Ah, yo sí que logré librarme un tanto de ese control y he llegado a mantener largas conversaciones telefónicas :D
Besos
Números: No, hermanos no creo que seamos, salvo que mientas en la edad de tu perfil. Pero va a resultar que mi infancia no fue nada original.
ResponderEliminarLansky: Los abuelos, ya se sabe, son menos represivos que los padres.
Júbilo: Menos mal que en nuestra adolecencia no tuvimos móviles. Y sí, en los de ahora parecen sus prótesis.
Amy: No tengo ni idea de cuáles eran las tarifas entonces, pero supongo que no es demasiado difícil averiguarlo. En todo caso, en mis padres, creo que más que el factor económico pesaba el deseo de controlarnos.
Nanny: Pues yo no; pese a lo mucho que me rebelé contra mis padres, lograron que interiorizara gran parte de sus ideas.

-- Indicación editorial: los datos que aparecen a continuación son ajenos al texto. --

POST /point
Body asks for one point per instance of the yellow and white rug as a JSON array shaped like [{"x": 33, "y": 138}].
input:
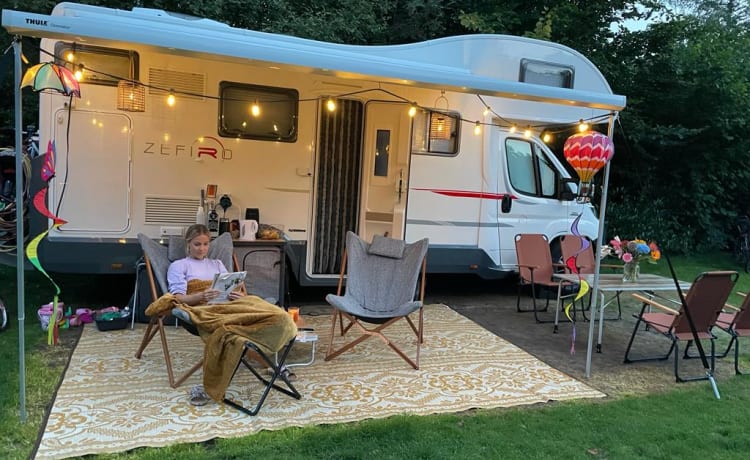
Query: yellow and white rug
[{"x": 111, "y": 402}]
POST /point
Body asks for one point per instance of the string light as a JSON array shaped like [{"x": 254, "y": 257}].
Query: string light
[{"x": 78, "y": 74}]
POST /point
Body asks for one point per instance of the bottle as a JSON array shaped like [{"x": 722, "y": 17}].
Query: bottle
[
  {"x": 200, "y": 215},
  {"x": 213, "y": 223}
]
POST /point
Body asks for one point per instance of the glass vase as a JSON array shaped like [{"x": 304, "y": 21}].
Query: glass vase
[{"x": 630, "y": 272}]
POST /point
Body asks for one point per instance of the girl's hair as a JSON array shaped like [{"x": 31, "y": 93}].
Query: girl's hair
[{"x": 196, "y": 230}]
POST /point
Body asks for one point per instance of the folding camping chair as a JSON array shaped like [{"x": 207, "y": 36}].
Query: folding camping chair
[
  {"x": 381, "y": 285},
  {"x": 705, "y": 300},
  {"x": 535, "y": 269},
  {"x": 157, "y": 258}
]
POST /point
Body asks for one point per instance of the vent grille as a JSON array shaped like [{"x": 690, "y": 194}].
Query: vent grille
[
  {"x": 170, "y": 210},
  {"x": 186, "y": 85}
]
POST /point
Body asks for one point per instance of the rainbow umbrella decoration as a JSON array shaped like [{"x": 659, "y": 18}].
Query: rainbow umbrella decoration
[
  {"x": 587, "y": 153},
  {"x": 51, "y": 76},
  {"x": 40, "y": 200}
]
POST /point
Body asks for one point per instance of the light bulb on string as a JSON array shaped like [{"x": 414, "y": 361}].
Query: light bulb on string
[
  {"x": 331, "y": 105},
  {"x": 78, "y": 74},
  {"x": 413, "y": 109}
]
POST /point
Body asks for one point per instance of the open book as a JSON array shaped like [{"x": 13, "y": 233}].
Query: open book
[{"x": 226, "y": 283}]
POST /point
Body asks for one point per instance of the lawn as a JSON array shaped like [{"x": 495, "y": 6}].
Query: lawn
[{"x": 684, "y": 422}]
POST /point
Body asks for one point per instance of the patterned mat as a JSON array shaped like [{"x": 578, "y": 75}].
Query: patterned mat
[{"x": 112, "y": 402}]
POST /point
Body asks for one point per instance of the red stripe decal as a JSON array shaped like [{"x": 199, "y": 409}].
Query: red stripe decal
[{"x": 467, "y": 194}]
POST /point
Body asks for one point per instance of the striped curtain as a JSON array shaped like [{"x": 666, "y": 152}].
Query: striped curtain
[{"x": 338, "y": 173}]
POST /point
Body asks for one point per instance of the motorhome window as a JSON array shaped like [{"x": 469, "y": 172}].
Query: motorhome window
[
  {"x": 546, "y": 73},
  {"x": 101, "y": 66},
  {"x": 521, "y": 165},
  {"x": 529, "y": 169},
  {"x": 435, "y": 132},
  {"x": 382, "y": 152},
  {"x": 258, "y": 112}
]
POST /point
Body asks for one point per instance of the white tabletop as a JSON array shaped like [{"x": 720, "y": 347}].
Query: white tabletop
[{"x": 612, "y": 282}]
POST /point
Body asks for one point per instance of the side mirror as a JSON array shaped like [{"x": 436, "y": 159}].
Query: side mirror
[
  {"x": 565, "y": 191},
  {"x": 506, "y": 203}
]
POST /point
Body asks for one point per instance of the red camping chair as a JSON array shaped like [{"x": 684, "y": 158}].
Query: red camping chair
[
  {"x": 705, "y": 300},
  {"x": 736, "y": 323}
]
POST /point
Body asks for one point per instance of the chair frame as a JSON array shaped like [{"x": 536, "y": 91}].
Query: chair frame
[
  {"x": 376, "y": 331},
  {"x": 729, "y": 322},
  {"x": 278, "y": 373},
  {"x": 670, "y": 325}
]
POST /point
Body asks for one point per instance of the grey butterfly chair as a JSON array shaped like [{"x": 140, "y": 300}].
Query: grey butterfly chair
[
  {"x": 158, "y": 258},
  {"x": 381, "y": 285}
]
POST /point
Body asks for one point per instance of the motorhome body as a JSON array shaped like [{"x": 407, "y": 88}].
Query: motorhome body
[{"x": 129, "y": 163}]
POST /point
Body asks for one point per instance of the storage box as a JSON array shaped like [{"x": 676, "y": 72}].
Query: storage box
[{"x": 110, "y": 321}]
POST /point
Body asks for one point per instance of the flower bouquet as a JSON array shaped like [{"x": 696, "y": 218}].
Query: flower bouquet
[{"x": 631, "y": 252}]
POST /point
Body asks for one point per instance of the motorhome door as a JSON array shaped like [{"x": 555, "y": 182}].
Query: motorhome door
[{"x": 385, "y": 170}]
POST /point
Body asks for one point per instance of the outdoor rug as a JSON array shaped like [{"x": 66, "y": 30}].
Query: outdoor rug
[{"x": 111, "y": 402}]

Formidable reflexión que me ha hecho volver a mis tiempos de adolescente, cuando se tapaba el auricular con la mano para que los de casa no oyeran los cotilleos con las amigas, y cuando la llamada de un chico a una hija disparaba laa alertas paternas. En casa llegó un momento feliz en que hubo dos aparatos, lo que daba cierta libertad porque te podías ir "al otro", pero nunca podías estar segura de que no estuvieran escuchando por el otro aparato, y de hecho me consta que mi madre "destapó" algún plan poco admisible desde su punto de vista, escuchándome subrepticiamente desde el otro teléfono. ¡Qué tiempos!